CES 2016 • Best of Show

It will come as no surprise to TAB readers that Bea Lam and Luke Manley of VTL know a thing or two about assembling and setting up an audio system. They repeatedly score Best of Show honors, and the results this time were no different; in fact, they were pretty much the same, which is a very good thing. The sound was both effortless and muscular in its delivery of our test tracks as well as a series of LPs Bea chose. Her ability to curate a perfect series of vinyl cuts is unsurpassed. Our set began with For One to Love, the latest album by American jazz singer Cécile McLorin Salvant, wound its way through the American songbook and ended with the Bob Dylan tribute Lost on the River. You know you're listening to a very good system when everyone spends more time talking about the music than they do the equipment.

The speakers were Wilson Audio Sabrinas ($15,900/pair), alternately driven by the VTL S-400 Series II Reference ($33,500) and ST-150 ($6000) stereo amps. . . .

VTL's TL-6.5 Series II Signature preamplifier ($15,000)and TP-6.5 Signature phono stage with step-up transformer ($12,000) sat on two Harmonic Resolution Systems SXR racks with M3X isolation bases ($22,855 each). A Spiral Groove Revolution turntable and Centroid tonearm ($21,000) and Lyra Etna cartridge ($6995) handled analog playback.

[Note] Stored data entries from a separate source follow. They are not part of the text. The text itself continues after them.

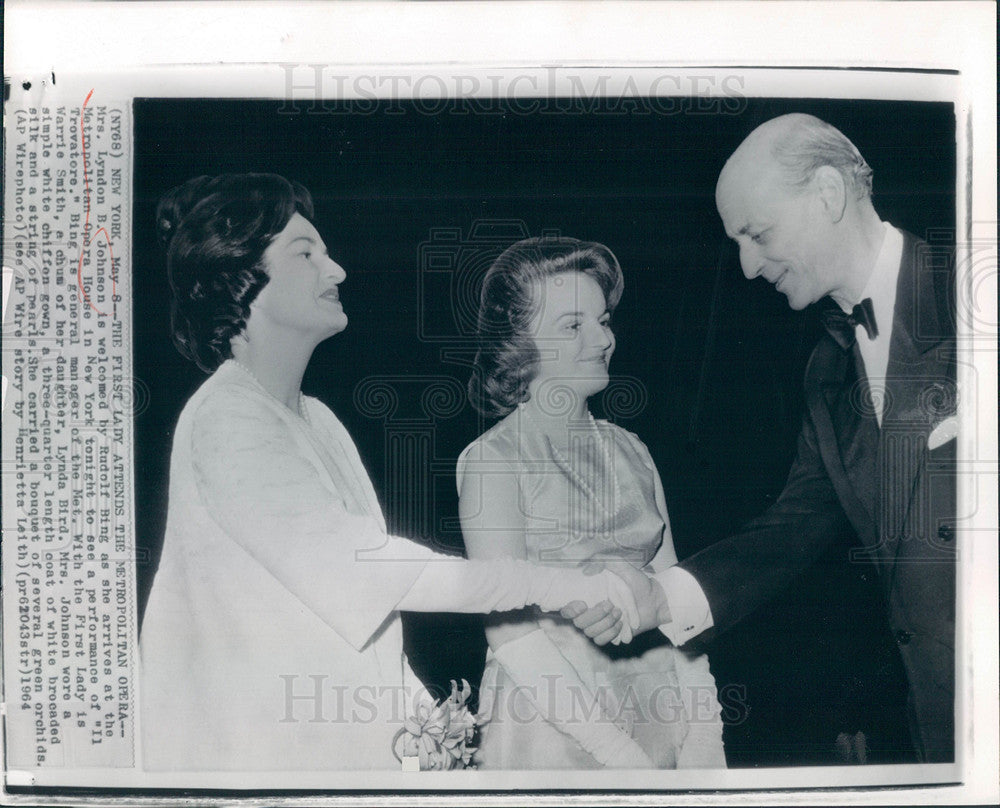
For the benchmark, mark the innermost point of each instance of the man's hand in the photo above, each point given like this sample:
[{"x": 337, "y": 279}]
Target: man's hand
[{"x": 600, "y": 623}]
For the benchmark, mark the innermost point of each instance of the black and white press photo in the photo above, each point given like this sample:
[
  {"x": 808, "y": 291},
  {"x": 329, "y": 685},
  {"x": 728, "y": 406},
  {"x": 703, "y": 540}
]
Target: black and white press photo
[{"x": 380, "y": 426}]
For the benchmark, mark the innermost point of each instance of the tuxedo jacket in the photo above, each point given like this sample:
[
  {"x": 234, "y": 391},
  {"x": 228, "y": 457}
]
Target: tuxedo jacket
[{"x": 897, "y": 494}]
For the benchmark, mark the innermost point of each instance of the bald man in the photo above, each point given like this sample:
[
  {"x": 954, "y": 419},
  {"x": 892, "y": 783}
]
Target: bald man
[{"x": 877, "y": 448}]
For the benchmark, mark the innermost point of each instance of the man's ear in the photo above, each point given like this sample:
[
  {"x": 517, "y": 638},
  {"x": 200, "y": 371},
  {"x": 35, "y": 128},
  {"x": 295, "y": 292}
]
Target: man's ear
[{"x": 832, "y": 191}]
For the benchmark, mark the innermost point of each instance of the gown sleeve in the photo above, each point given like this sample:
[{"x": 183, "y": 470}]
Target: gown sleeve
[{"x": 277, "y": 505}]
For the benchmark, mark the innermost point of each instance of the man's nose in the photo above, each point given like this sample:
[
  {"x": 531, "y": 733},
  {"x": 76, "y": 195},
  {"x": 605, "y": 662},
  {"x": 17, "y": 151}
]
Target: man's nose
[{"x": 750, "y": 260}]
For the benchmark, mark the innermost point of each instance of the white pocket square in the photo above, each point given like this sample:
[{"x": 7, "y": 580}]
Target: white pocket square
[{"x": 945, "y": 431}]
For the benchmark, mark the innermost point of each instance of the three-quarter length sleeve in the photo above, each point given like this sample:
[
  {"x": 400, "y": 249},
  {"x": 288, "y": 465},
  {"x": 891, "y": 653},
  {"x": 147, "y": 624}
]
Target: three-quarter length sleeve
[{"x": 257, "y": 481}]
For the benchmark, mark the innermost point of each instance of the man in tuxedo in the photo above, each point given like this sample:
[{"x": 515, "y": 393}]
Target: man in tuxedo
[{"x": 877, "y": 448}]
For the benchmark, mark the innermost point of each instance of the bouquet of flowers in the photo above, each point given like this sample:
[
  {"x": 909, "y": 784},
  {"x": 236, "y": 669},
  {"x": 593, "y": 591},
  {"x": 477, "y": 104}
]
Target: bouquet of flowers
[{"x": 439, "y": 734}]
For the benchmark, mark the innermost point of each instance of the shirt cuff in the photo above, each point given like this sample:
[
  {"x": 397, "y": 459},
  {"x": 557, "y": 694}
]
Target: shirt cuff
[{"x": 689, "y": 610}]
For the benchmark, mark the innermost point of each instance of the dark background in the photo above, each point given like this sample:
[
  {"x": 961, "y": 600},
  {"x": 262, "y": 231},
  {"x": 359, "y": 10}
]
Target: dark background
[{"x": 708, "y": 370}]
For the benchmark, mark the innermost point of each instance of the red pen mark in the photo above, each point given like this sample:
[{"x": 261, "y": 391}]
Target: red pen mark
[{"x": 87, "y": 241}]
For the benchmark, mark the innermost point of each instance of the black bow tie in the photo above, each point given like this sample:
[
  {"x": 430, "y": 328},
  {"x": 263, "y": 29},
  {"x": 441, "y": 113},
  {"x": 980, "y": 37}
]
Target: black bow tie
[{"x": 841, "y": 325}]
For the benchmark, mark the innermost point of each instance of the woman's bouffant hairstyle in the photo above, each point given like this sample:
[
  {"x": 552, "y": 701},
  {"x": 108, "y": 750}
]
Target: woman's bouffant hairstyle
[
  {"x": 507, "y": 359},
  {"x": 215, "y": 231}
]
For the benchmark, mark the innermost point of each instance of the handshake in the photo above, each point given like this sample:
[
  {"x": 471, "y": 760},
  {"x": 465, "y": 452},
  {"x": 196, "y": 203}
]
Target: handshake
[{"x": 637, "y": 605}]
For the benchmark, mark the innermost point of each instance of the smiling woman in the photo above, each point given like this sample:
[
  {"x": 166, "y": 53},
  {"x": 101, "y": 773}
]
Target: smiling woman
[
  {"x": 277, "y": 577},
  {"x": 551, "y": 484}
]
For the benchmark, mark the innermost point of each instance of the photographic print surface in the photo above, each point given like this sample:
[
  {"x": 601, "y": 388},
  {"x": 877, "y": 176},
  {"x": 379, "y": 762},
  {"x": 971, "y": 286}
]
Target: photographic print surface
[{"x": 301, "y": 665}]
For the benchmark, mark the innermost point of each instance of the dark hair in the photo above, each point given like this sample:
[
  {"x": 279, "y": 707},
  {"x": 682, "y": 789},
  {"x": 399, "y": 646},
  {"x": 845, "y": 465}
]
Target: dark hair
[
  {"x": 507, "y": 359},
  {"x": 809, "y": 143},
  {"x": 215, "y": 231}
]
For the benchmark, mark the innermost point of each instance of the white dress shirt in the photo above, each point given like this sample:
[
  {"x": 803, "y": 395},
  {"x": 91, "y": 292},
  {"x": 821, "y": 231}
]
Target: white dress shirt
[{"x": 689, "y": 608}]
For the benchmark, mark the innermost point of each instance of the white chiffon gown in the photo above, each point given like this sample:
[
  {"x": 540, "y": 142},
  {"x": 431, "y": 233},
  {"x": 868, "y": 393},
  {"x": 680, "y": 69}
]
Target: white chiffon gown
[{"x": 602, "y": 501}]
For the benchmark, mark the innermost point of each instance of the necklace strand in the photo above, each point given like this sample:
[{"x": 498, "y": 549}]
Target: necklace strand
[
  {"x": 303, "y": 413},
  {"x": 607, "y": 447}
]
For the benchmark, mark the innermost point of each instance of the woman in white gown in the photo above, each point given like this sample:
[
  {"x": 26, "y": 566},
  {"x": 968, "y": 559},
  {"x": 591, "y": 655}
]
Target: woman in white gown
[
  {"x": 550, "y": 484},
  {"x": 271, "y": 639}
]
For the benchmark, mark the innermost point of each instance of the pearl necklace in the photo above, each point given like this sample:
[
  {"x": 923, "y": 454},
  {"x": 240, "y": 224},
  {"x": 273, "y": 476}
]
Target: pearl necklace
[
  {"x": 303, "y": 413},
  {"x": 607, "y": 447}
]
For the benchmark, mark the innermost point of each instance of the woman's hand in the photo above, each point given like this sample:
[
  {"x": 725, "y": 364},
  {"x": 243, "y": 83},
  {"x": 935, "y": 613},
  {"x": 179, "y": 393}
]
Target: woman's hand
[{"x": 599, "y": 623}]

Interconnects, speaker cables and power cords were Nordost Odin 2 and power duties were assigned to a Nordost QB8 power system.

The TL-2.5i preamp with phono stage ($5000), dCS Rossini player and clock ($35,998) were placed on an HRS RXR stand ($8700).

One particularly memorable moment happened when Luke switched from the TL-2.5i/ST-150 combo to the TL-6.5 Series II/S-400 Series II. We played our test tracks a second time, and while there was no doubt that the more expensive electronics were more forceful and reached deeper into the music, we were astounded by how close in character the far less expensive ($11,000 total) VTL combo sounded.